In questi giorni ho imparato altri segreti della scrittura. Ho messo altri utensili nella cassetta degli attrezzi delle parole. Ma l'emozione nascosta sotto il bavero non si mostra.
Capisco quanto grande possa essere il vuoto lasciato da ciò che è piccolo. Quanta meraviglia possa contenere l'essere normale. Quante lettere che vorrei farti ricucire o pieghettare, come si fa nel richiudere l'involto del ripieno della pasta fresca, con le mani tiepide. Come possa essere brulicante l'immagine sbagliata di una storia che non viene raccontata. Di un clic che spegne e lascia al buio. Moscacieca dei sentimenti.
Esercizio 1
Il caffè bevuto in un angolo di porticato, di questo paese dove spesso i telefoni non ricevono. La pausa che diventa un piccolo convivio, dove si parla di luoghi e logos. Dove alle sedie di ferro troppo sottile, si preferiscono panche in pietra che iniziano a essere meno ruvide, lisate dallo strusciare dei pantaloni di tela dei turisti. Uno spigolo d'aria dove lo studente apre a ventaglio le sue carte del futuro e confessa che ancora non sa quale figura sarà estratta dal mazzo.

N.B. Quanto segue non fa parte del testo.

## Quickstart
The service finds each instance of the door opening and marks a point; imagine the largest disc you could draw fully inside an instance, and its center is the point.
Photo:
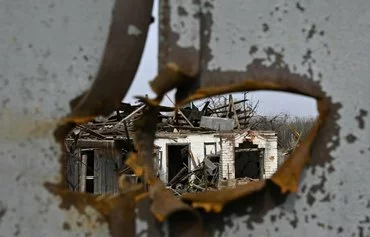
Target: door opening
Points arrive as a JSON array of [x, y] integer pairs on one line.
[[178, 158]]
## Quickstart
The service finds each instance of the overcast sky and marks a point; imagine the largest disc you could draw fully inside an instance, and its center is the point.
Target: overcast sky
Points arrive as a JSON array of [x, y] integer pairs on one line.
[[269, 102]]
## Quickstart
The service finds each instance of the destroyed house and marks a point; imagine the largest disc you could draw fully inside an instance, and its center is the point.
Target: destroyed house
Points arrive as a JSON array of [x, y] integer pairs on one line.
[[193, 150]]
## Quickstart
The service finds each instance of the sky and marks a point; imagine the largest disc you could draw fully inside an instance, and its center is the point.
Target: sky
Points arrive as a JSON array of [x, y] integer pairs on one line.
[[270, 103]]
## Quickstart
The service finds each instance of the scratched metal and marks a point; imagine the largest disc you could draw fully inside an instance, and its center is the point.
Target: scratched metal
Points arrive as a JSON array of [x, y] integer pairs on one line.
[[50, 52]]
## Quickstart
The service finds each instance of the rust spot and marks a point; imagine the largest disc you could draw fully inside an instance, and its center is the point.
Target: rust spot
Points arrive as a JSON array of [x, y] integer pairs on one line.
[[181, 11], [253, 49], [265, 27], [311, 32]]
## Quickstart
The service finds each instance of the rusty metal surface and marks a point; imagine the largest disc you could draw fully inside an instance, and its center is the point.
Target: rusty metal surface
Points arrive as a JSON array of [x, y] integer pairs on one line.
[[305, 47]]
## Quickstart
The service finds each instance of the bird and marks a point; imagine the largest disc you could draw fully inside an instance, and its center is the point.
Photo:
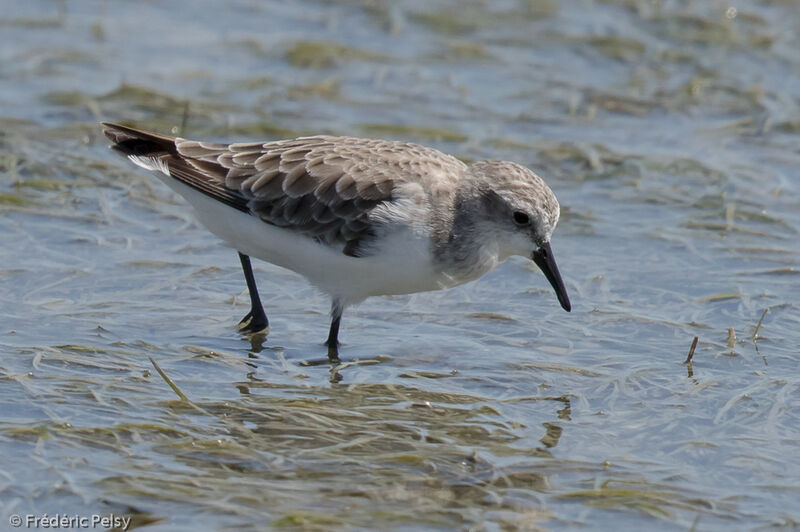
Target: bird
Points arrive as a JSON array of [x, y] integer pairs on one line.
[[356, 217]]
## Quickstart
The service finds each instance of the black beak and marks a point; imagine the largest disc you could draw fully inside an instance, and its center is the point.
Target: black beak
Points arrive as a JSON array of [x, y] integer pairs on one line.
[[543, 257]]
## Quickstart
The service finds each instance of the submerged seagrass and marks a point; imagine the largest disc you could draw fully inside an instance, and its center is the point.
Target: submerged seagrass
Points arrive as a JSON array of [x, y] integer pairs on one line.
[[356, 217]]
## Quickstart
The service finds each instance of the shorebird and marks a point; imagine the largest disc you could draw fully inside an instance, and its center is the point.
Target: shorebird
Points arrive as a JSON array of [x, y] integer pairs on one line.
[[356, 217]]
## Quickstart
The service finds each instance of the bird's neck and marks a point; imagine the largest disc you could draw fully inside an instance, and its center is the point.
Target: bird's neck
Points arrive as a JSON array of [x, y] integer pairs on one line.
[[462, 246]]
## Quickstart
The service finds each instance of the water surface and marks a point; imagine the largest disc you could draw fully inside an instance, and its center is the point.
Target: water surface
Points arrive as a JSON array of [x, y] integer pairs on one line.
[[669, 132]]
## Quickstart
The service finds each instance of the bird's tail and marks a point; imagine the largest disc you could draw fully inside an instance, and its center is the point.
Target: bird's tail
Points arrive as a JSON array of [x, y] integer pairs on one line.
[[130, 141]]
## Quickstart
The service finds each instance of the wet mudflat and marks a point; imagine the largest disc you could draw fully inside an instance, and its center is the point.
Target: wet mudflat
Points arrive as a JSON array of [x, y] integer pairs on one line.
[[669, 132]]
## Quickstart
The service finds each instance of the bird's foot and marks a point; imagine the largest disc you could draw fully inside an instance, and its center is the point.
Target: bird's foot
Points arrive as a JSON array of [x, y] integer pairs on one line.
[[254, 322]]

Poi la compagnia telefonica decide per te. Ti costringe a raggiungere l'antico piazzale delle armi, perchè tu possa trovare un bellissimo cappello di paglia e sotto il sole che non ti aspetti a settembre, quei fiori spavaldi che raccontano di vacanze da fotografare e mi ricordano di quando i telefoni potevano ritrarre solo i piedi.